Dick Hobbs, “Lush Life: Constructing Organized Crime in the UK” (Oxford UP, 2013)

There is a fascinating area of study of how communities around the world realized there was such a concept as organized crime. This topic is driven by social attitudes and, to an increasing degree, by media images such as the Godfather movies. Some criminal groups actually model their movie icons, with generational differences for those who saw the Godfather, or Scarface and now Sopranos.
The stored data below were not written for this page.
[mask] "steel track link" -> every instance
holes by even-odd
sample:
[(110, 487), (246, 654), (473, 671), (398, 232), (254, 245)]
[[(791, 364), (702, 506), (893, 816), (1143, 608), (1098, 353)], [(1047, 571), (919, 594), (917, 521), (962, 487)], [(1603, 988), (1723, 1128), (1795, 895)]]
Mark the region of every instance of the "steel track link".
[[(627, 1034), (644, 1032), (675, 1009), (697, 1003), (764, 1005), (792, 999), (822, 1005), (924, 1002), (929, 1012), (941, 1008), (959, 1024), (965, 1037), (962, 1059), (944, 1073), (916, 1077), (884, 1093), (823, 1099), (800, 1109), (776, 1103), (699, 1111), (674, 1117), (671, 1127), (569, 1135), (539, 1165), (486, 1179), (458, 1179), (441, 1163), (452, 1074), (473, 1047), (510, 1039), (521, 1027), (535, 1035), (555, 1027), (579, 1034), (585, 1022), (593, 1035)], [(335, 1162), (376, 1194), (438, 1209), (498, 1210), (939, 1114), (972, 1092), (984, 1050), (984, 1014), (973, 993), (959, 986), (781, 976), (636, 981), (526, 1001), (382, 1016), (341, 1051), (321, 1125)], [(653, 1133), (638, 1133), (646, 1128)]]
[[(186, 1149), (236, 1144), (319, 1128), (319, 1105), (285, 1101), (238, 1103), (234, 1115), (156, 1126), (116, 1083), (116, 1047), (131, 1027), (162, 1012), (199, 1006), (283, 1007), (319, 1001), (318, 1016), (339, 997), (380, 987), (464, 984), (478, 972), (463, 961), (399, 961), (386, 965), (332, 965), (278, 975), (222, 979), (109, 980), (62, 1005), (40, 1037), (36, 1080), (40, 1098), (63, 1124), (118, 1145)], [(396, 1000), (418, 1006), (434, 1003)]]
In Lush Life: Constructing Organized Crime in the UK (Oxford University Press, 2013), Dick Hobbs provides us with an analysis of how the image of organized crime grew and changed over time in the UK. As he points out, the types of crimes that are associated with organized crime have always existed, but the recognition of the concept is relatively new. It is driven in part by xenophobic attitudes to migrants and also by the need for government agencies to define the type of work they do. As you will hear in the interview, the same issues that apply in the UK are definitely present in Australia, and there are a number of authors who point to a similar phenomenon in the US. Hobbs has given us an ethnographic history of the social nature of these crimes in the UK. He points out that the crimes are a means of providing services that are accepted by the community but depending and how and by whom they are delivered, they can be classified as either a criminal plague or a social ecology. However, regardless of the academic goals of the book, Lush Life is a great read. I must admit to participating in one of Hobbs’ symptoms that supports the mythology of organized crime, namely, I really enjoyed reading about the characters and their ‘business’ practices. For those of you who are interested in researching this topic please listen to the end of the interview when I asked Dick for his suggestions on the best way to conduct studies in organized crime.